Autrement, AirBNB était en baisse de 4% après la publication de leurs trimestriels et l’annonce d’un plan de rachat d’actions de 6 milliards. Et puisque l’on parlait d’Amazon, on retiendra que Bezos a maintenant vendu pour près de 4 milliards d’actions de sa société sur les 7 derniers jours. Et puis il y a Jeffrey Gundlach qui pense que les valorisations du marché sont délirantes, comme tous les trois mois quand il est invité sur CNBC. TripAdvisor serait à la recherche d’un acheteur, d’où la hausse de 14% d’hier. Pour terminer, il faudra aussi noter que si les taux ne baissent pas rapidement, ça va commencer à faire mal à certains propriétaires de locaux commerciaux aux USA. On disait que la plupart attendaient mars et la baisse des taux pour renégocier leurs crédits… Là on n’en parle plus, mais je prends les paris que ça va revenir sur le tapis avec quelques « writedowns » de la part des banques surexposées à la thématique…

Chiffres du jour

Côté chiffres du jour, il y aura le PIB en Europe et la production industrielle en Europe. On attend aussi avec impatience les prochaines prévisions de Bruno Le Maire sur l’économie, histoire de faire EXACTEMENT le contraire. Pour le moment, les futures ne font rien et on est tous en train de se demander si le KRACH boursier est terminé et s’il faut recommencer à utiliser les comptes étrangers non-déclarés pour racheter le marché et ne pas rater l’opportunité d’une vie.
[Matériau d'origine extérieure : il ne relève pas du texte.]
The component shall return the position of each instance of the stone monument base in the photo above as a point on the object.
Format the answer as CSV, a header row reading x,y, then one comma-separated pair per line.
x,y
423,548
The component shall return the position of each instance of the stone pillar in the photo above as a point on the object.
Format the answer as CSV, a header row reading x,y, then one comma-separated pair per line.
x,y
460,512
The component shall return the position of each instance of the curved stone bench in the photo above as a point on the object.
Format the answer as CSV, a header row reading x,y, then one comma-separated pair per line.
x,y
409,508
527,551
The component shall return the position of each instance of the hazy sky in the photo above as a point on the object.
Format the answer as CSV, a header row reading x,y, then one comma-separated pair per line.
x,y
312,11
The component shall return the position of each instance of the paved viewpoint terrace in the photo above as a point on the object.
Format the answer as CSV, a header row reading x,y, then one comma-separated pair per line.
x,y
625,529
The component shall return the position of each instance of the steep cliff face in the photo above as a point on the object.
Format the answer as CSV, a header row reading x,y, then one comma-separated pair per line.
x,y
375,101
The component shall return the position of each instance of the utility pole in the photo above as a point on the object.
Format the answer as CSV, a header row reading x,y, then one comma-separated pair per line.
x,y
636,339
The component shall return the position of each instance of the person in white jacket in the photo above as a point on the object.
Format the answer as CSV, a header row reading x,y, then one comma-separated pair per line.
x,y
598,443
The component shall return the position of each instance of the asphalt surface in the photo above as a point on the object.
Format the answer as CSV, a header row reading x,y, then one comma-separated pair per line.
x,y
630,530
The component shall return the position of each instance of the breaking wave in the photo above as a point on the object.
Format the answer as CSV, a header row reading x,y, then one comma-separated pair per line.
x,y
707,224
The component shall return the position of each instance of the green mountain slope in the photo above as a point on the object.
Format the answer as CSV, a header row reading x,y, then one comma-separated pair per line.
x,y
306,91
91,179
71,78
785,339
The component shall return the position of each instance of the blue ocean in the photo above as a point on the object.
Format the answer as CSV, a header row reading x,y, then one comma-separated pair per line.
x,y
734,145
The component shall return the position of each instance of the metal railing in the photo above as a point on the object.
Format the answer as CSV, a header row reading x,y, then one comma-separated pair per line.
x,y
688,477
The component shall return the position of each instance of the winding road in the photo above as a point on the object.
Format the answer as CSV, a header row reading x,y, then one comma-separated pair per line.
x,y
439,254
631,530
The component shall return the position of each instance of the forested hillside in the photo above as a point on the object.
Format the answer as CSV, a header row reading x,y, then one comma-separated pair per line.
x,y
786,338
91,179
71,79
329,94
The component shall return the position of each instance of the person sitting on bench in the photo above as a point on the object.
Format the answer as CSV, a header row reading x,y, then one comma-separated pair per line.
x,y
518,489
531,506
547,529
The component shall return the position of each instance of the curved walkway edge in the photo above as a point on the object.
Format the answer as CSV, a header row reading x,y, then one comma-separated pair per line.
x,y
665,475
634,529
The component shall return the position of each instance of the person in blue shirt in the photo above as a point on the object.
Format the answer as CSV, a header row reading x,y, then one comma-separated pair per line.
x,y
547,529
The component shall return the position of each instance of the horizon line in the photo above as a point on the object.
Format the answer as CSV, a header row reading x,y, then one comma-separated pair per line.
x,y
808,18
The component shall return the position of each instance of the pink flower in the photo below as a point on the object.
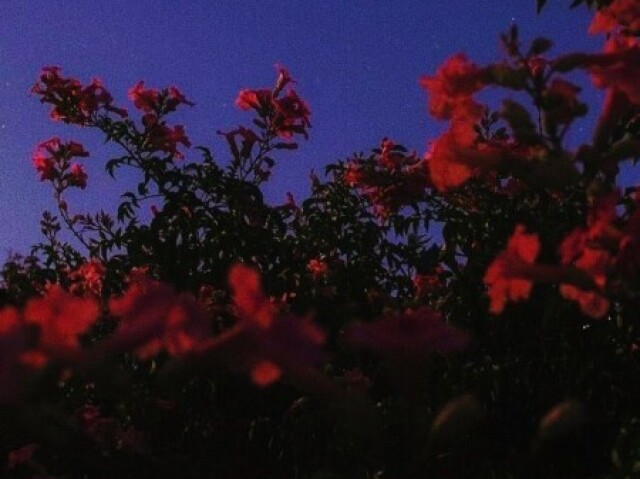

Oui, parce qu’il faut savoir que depuis l’avènement du Bull Market permanent, 1.37% de baisse, c’est un KRACH…

Pour les chiffres du trimestre, aujourd’hui il faudra regarder Sony et Cisco. Cisco publiera ce soir et en dehors des chiffres du trimestre, on s’attend aussi à un tsunami de licenciements. En ce qui concerne le reste ; passez une excellente journée et nous on se revoit demain pour de nouvelles aventures !

Thomas Veillet
Investir.ch

“The greatest lesson in life is to know that even fools are right sometimes.”